NatWest Group (LON: NWG) share price has been in decline over the past few weeks, mirroring the struggles of other UK banks. Since the beginning of this month, bank shares have been hit hard as global banking concerns intensify.
The primary concern for NatWest shareholders stems from recent bank failures in the US, which have sparked fears of a broader contagion. These worries have extended to Europe, where Credit Suisse narrowly avoided collapse, thanks to a government-brokered takeover by UBS Group. However, the repercussions of this event on the global banking system may be felt for months.
In an effort to streamline processes like e-document signing and digital onboarding, NatWest Group has partnered with identity service provider OneID. This collaboration will introduce an embedded digital ID solution for customers via NatWest Group’s Bank of APIs. The new identity solution will also allow users to verify their age when accessing restricted services, such as car rentals.
Last week, NatWest Group’s share price hit new year-to-date lows, reaching 237.2p. After a brief recovery above the 200-day moving average, the shares are experiencing another downturn.
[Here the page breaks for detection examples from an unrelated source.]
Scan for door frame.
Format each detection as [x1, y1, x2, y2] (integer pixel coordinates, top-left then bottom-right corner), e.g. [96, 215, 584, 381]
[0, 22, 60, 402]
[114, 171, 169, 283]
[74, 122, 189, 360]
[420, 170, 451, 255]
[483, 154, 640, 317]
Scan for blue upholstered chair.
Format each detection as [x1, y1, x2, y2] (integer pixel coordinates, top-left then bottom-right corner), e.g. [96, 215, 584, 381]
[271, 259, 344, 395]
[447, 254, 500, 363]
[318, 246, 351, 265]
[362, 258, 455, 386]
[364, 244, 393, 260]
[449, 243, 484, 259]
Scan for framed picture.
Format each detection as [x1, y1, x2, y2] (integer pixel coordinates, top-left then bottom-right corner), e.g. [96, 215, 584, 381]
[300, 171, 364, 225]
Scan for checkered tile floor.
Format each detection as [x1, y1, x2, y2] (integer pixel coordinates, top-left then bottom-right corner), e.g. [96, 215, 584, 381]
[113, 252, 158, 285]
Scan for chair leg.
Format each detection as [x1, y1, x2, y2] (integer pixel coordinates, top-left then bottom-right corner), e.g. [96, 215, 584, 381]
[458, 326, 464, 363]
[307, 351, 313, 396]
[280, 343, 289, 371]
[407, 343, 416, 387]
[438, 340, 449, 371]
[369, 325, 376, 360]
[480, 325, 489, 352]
On Tuesday, shares of NatWest Bank’s parent company opened slightly higher but struggled to gain momentum, trading at 260p by press time after showing minor gains.
On the daily chart, NatWest shares are currently retesting the 200-day moving average, a key indicator often considered a crucial support level by many traders. The price is hovering just below this important threshold. If the stock closes below this level, it could trigger a further decline, potentially revisiting the March low of 237.2p.
If the price breaks below last week’s low, the outlook for NatWest Group could turn very bearish. In such a case, the shares may fall below 200p, possibly retesting their March 2022 lows of 196.9p.